Pada momen tersebut, Liverpool meraih trofi juara untuk kali pertama setelah menang 3-1 tas Borussia Monchengladbach pada musim 1976/1977.

Semusim kemudian, Liverpool kembali angkat trofi setelah menang tipis 1-0 atas klub Belgia, Club Brugge, pada musim 1977/1978.


Nottingham Forest (1978/1979 - 1979/1980)

 

Mungkin pada era saat ini, Nottingham Forest tak lagi dikenal sebagai klub yang meramaikan persaingan di kompetisi Eropa. Namun, pada kenyataannya, Forest pernah menjadi juara European Cup dua musim berturut-turut.

Nottingham Forest melakukannya pertama kali setelah Liverpool meraih back to back juara seperti yang diungkapkan di pembahasan sebelumnya.

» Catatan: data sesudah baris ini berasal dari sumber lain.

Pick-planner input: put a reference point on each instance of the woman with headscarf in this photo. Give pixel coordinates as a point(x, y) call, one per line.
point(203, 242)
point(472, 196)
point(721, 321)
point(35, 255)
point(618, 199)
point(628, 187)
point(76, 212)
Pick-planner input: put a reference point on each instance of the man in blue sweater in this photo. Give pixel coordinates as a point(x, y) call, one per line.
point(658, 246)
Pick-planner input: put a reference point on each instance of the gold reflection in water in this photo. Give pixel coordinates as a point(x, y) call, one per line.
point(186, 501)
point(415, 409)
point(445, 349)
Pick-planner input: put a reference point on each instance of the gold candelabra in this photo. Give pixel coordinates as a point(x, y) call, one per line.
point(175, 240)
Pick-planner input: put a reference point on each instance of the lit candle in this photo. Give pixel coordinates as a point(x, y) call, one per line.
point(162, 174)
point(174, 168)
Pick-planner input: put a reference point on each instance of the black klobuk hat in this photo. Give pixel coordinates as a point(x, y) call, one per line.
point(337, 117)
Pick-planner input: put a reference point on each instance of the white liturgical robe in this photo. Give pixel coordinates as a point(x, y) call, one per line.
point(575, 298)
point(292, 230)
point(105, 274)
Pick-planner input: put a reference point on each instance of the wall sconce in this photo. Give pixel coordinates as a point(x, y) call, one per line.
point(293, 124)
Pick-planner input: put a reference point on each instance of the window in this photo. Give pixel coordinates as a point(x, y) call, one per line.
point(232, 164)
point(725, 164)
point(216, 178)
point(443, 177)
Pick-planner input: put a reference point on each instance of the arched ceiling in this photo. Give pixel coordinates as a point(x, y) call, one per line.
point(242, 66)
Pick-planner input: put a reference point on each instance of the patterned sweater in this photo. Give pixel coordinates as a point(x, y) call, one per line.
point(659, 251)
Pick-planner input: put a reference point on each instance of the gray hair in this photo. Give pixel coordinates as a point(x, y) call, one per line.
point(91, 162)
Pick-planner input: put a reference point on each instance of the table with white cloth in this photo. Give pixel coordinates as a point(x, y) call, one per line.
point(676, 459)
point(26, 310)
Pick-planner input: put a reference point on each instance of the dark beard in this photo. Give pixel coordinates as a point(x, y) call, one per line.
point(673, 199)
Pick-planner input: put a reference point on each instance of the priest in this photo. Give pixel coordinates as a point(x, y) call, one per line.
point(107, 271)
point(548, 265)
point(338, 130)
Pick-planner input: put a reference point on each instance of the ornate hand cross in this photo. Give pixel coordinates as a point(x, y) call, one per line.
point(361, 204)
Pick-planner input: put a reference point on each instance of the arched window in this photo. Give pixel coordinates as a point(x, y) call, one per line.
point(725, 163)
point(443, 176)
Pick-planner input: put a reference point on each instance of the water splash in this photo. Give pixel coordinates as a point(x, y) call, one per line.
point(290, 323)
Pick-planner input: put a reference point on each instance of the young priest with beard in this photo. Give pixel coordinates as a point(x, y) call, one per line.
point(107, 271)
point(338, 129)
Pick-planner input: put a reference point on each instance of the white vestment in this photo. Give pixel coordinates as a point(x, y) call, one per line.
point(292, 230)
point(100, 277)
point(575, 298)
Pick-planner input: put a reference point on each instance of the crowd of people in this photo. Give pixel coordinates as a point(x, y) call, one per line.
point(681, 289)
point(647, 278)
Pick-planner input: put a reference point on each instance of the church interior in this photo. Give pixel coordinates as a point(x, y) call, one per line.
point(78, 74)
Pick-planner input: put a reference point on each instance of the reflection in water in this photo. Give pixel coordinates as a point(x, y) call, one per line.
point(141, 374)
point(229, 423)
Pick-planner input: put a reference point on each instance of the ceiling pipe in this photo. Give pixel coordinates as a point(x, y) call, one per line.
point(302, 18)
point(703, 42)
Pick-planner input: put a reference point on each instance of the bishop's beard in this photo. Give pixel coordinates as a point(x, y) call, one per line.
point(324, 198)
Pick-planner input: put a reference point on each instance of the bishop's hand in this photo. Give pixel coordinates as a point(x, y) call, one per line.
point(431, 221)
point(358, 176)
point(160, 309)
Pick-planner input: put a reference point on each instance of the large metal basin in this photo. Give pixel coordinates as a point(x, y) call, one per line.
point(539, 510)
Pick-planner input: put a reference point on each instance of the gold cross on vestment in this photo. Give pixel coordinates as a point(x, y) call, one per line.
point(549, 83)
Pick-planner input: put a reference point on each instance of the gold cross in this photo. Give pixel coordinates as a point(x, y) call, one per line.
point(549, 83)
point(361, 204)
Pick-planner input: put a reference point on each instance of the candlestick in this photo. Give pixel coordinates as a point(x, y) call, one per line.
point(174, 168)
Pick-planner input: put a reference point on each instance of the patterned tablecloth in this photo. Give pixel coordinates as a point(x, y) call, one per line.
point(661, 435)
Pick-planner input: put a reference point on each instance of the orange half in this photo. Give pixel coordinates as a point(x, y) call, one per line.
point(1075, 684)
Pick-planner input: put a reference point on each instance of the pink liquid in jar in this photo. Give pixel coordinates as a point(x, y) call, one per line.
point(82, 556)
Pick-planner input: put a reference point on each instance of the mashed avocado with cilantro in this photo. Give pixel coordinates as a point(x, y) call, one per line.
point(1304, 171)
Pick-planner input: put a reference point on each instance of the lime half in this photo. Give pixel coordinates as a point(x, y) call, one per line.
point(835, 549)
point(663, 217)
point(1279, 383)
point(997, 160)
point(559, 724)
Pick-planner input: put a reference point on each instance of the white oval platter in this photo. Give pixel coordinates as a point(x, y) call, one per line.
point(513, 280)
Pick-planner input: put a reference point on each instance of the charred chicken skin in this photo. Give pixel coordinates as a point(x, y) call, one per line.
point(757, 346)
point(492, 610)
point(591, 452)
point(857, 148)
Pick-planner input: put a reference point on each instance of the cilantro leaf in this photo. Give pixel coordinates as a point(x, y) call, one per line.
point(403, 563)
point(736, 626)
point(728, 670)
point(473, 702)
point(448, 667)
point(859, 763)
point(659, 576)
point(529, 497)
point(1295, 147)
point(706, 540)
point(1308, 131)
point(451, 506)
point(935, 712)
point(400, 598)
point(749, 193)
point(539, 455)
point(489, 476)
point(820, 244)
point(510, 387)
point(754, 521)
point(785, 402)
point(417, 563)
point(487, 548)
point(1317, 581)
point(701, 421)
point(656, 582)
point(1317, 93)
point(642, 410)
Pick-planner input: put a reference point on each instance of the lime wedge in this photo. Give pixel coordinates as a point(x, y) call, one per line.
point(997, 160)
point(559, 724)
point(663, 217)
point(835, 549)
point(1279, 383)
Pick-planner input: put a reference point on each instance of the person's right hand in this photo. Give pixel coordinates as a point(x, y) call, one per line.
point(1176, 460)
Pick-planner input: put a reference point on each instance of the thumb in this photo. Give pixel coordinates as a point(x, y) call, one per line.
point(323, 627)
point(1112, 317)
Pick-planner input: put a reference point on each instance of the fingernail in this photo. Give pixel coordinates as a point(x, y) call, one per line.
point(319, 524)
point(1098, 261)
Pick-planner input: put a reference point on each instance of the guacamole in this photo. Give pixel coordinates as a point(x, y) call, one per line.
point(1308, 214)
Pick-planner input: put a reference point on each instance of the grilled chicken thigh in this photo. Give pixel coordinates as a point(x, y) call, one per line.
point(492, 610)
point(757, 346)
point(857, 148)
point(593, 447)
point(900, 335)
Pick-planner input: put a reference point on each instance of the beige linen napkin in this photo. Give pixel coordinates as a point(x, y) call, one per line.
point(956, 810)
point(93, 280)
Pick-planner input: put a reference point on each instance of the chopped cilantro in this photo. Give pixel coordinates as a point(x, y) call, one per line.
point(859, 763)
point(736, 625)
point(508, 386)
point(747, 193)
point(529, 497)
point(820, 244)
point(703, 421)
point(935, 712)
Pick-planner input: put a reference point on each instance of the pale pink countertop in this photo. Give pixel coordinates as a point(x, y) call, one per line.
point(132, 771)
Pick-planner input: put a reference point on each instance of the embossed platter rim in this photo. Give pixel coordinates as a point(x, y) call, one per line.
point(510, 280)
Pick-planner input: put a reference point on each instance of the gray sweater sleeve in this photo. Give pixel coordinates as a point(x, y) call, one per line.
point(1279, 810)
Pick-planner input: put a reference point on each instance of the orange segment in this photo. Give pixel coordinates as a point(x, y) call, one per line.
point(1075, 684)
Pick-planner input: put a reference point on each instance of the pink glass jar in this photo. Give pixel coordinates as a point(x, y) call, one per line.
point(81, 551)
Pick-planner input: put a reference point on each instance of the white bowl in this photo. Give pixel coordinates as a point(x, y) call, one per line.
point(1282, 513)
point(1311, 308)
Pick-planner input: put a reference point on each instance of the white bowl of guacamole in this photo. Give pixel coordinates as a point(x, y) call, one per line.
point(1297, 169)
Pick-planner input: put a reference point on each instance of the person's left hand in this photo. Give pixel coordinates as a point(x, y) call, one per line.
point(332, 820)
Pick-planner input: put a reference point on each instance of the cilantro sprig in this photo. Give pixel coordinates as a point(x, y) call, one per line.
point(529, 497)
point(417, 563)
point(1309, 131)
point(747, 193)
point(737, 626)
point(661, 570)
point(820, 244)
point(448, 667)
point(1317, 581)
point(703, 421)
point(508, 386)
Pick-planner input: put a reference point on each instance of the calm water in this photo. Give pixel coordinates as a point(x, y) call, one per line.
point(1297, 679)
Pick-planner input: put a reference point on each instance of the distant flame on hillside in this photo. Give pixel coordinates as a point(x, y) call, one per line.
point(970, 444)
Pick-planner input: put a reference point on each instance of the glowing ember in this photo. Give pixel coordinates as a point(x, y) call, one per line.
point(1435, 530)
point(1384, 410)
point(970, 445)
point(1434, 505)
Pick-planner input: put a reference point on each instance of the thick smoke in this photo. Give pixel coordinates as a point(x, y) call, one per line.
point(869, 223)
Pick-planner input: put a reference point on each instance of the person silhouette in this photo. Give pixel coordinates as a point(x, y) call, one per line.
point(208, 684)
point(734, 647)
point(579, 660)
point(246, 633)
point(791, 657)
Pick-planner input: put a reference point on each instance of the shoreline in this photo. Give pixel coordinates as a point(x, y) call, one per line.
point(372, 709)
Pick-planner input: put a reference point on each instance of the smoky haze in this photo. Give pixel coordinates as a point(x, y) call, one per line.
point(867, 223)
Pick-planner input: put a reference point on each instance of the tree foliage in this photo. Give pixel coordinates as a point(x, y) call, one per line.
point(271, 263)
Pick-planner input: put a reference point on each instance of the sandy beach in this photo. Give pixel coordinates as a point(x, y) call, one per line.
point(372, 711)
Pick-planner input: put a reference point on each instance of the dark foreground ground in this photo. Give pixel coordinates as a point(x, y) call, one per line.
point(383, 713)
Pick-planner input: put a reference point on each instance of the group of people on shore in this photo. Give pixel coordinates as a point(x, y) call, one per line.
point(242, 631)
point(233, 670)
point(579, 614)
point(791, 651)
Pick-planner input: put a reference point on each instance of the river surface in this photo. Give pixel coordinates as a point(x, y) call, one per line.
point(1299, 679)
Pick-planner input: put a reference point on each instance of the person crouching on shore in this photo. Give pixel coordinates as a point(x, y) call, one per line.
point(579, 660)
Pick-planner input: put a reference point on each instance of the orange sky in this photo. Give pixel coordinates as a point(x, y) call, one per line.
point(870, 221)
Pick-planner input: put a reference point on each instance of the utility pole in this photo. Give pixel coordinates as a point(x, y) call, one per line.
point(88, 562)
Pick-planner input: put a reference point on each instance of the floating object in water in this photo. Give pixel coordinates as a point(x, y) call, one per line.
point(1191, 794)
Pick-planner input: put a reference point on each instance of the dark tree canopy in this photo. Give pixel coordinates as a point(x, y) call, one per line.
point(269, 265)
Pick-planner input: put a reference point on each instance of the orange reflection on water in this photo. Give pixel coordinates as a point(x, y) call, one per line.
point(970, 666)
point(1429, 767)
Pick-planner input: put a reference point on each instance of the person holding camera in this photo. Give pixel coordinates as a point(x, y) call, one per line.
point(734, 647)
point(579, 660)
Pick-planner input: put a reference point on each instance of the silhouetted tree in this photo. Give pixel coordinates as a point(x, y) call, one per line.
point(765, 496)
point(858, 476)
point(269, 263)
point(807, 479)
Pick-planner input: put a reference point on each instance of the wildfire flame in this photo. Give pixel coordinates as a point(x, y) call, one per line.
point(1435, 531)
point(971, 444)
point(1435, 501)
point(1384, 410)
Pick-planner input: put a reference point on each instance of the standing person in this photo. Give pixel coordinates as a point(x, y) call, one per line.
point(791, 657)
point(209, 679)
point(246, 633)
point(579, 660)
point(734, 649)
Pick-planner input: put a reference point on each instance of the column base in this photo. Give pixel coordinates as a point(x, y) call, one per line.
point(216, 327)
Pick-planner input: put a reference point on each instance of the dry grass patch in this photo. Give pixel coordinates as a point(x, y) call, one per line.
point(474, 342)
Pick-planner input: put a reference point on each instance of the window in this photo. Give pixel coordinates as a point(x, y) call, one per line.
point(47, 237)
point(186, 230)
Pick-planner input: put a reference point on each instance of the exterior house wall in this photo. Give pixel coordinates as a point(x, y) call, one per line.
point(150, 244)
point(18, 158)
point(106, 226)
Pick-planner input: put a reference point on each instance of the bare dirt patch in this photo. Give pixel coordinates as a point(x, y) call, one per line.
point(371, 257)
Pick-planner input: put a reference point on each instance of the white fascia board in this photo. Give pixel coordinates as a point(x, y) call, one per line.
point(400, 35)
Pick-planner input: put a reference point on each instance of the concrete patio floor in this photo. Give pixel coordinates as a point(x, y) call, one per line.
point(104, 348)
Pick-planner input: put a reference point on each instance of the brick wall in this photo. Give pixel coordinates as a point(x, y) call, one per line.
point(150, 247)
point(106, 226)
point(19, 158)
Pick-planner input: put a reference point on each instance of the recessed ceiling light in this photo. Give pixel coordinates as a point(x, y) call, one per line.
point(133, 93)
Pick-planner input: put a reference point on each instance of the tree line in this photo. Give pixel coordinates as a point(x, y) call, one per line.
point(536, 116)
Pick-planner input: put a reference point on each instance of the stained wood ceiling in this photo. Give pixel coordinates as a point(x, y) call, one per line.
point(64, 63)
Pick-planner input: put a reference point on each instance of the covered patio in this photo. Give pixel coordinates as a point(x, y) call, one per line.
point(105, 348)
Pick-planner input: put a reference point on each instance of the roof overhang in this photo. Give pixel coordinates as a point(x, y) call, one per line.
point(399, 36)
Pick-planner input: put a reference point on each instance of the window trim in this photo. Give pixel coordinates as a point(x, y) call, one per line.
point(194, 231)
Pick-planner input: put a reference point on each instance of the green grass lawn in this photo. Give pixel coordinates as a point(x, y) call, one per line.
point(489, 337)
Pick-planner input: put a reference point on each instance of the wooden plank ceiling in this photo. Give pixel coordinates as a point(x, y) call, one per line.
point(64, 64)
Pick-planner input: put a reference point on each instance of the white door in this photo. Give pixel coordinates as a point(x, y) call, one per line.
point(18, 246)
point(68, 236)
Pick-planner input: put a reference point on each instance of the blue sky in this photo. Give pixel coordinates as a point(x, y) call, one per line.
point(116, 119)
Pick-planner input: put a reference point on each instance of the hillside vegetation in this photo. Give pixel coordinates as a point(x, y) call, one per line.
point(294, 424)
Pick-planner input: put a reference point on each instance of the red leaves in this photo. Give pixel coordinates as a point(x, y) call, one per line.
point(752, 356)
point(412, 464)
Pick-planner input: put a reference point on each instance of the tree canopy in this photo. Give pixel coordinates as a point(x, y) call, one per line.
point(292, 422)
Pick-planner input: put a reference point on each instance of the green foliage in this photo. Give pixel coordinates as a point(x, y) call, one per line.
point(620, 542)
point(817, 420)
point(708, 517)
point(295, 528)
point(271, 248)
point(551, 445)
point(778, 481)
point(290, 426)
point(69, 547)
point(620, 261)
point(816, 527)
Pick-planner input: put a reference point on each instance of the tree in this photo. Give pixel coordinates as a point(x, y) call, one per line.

Nottingham Forest menjuarai European Cup 1978/1979 setelah menang 1-0 atas klub Swedia, Malmo FF, di laga final. Kemudian mereka memastikan back to back juara setelah menang 1-0 atas Hamburg SV di final 1979/1980.


AC Milan (1988/1989 - 1989/1990)

 

Klub terakhir dalam daftar ini yang juga melakukan back to back juara di Liga Champions adalah AC Milan. Klub berjulukan Rossoneri itu melakukannya pada akhir dekade 1980-an, yaitu pada musim 1988/1989 dan 1989/1990.

AC Milan menjadi juara pada musim 1988/1989 setelah meraih kemenangan telak 4-0 atas klub Rumania, Steaua Bucuresti, pada laga final. Sementara musim selanjutnya, Rossoneri menjadi juara setelah menang 1-0 atas Benfica di laga puncak.